Prognosis of chronic low back pain: design of an inception cohort study

Luciola da Cunha Menezes Costa 1, Nicholas Henschke 1, Christopher G Maher 1, Kathryn M Refshauge 1, Robert D Herbert 2, James H McAuley 1, Anurina Das 1, Leonardo OP Costa 1,
PMCID: PMC1800846  PMID: 17288586

Abstract

Background

Although clinical guidelines generally portray chronic low back pain as a condition with a poor prognosis this portrayal is based on studies of potentially unrepresentative survival cohorts. The aim of this study is to describe the prognosis of an inception cohort of people with chronic low back pain presenting for primary care.

Methods/Design

The study will be an inception cohort study with one year follow-up. Participants are drawn from a cohort of consecutive patients presenting with acute low back pain (less than 2 weeks duration) to primary care clinics in Sydney, Australia. Those patients who continue to experience pain at three months, and are therefore classified as having chronic back pain, are invited to participate in the current study. The cohort will be followed up by telephone at baseline, 9 months and 12 months after being diagnosed with chronic low back pain. Recovery from low back pain will be measured by sampling three different outcomes: pain intensity, interference with function due to pain, and work status. Life tables will be generated to determine the one year prognosis of chronic low back pain. Prognostic factors will be assessed using Cox regression.

Discussion

This study will determine the prognosis of chronic non-specific low back pain in a representative cohort of patients sourced from primary care. The results of this study will improve understanding of chronic low back pain, allowing clinicians to provide more accurate prognostic information to their patients.

Background

Chronic low back pain (pain of at least three months duration [1] [references]) is a significant health problem and a major cause of work absence and disability in industrialised countries. In Australia about 1 in 10 people have chronic low back pain at any one time[2].

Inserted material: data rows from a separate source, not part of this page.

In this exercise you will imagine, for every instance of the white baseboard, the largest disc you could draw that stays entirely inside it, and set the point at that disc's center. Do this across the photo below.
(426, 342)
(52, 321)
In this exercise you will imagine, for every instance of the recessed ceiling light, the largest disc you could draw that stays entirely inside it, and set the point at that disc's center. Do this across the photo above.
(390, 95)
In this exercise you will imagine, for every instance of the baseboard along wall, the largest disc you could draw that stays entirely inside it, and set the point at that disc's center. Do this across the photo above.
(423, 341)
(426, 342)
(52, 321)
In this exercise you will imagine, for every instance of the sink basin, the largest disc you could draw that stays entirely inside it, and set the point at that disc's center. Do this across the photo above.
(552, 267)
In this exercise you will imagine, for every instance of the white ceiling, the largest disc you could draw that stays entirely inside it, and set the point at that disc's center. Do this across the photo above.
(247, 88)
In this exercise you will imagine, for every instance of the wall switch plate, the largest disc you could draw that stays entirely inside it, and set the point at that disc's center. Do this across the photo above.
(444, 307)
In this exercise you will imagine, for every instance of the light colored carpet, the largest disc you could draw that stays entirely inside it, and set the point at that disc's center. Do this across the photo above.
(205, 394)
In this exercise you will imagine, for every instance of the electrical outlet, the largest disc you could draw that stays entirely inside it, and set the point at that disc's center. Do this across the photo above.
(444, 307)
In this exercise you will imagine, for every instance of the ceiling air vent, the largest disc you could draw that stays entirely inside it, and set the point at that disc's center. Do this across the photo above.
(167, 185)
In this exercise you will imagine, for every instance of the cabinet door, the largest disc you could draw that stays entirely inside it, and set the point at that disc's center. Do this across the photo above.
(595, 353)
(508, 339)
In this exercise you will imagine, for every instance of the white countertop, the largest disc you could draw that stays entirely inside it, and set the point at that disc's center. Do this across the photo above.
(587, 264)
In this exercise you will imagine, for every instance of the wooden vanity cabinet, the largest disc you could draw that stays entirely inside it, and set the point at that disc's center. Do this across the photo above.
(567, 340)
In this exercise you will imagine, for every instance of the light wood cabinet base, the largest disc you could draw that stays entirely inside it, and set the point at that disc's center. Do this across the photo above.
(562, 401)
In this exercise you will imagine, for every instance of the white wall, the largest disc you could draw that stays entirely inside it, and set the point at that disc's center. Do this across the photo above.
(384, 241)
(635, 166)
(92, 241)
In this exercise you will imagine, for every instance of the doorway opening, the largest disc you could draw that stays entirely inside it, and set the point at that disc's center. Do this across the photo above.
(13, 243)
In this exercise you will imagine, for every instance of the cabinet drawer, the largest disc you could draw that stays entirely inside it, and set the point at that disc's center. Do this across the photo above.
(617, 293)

Clinical guidelines and textbooks typically portray chronic low back pain as a condition with a poor prognosis: they indicate that recovery is unlikely and that most people are troubled by frequent recurrences or exacerbations over time [1]. However this conclusion is based on studies with suboptimal designs[3,4].

The major difficulty in designing valid studies of prognosis of chronic low back pain is in assembling a representative cohort[5]. Most studies of chronic low back pain follow survival cohorts which sample prevalent cases. Such cohorts are likely to contain an over-representation of people with longstanding disease, and may therefore provide unduly pessimistic estimates of prognosis. A stronger design involves sampling in a representative way from a population that is at risk of developing chronic low back pain and then identifying an inception cohort from incident cases.

The present study examines a sub cohort from a larger inception cohort of people with acute low back pain [6]. The cohort of people with acute low back pain is at risk of developing chronic low back pain. By examining incident cases of chronic low back pain from the larger cohort of acute low back pain we will assemble, for the first time, a representative cohort of people with chronic low back pain. The primary aim is to determine the typical course of chronic non-specific low back pain in the first year following its onset in terms of pain, disability and return to work. A secondary aim is to develop a prognostic model for chronic low back.

Methods

This study will be nested within an existing prospective inception cohort study of the prognosis of acute low back pain[6]. Consecutive patients from the acute prognosis study who continue to report pain at 3 months will be defined as cases of chronic low back pain and will be invited to join the chronic prognosis study. The cohort will be followed up by telephone 9 months and 12 months after being diagnosed with chronic low back pain (12 and 15 months after first consulting a primary care practitioner for an episode of acute low back pain). The study design, procedures and informed consent were approved by The University of Sydney Human Ethics Committee.

Study sample

Participants in the acute prognosis study[6] will be recruited from primary care clinics in Sydney, Australia. Clinics were chosen to achieve a range of socio-economic levels amongst participants. All practictioners (general practitioners, physiotherapists and chiropractors) will be trained in either small groups or individual sessions, they will be asked to identify all eligible patients presented at their clinics. More comprehensive information on the sampling procedure has been published[6].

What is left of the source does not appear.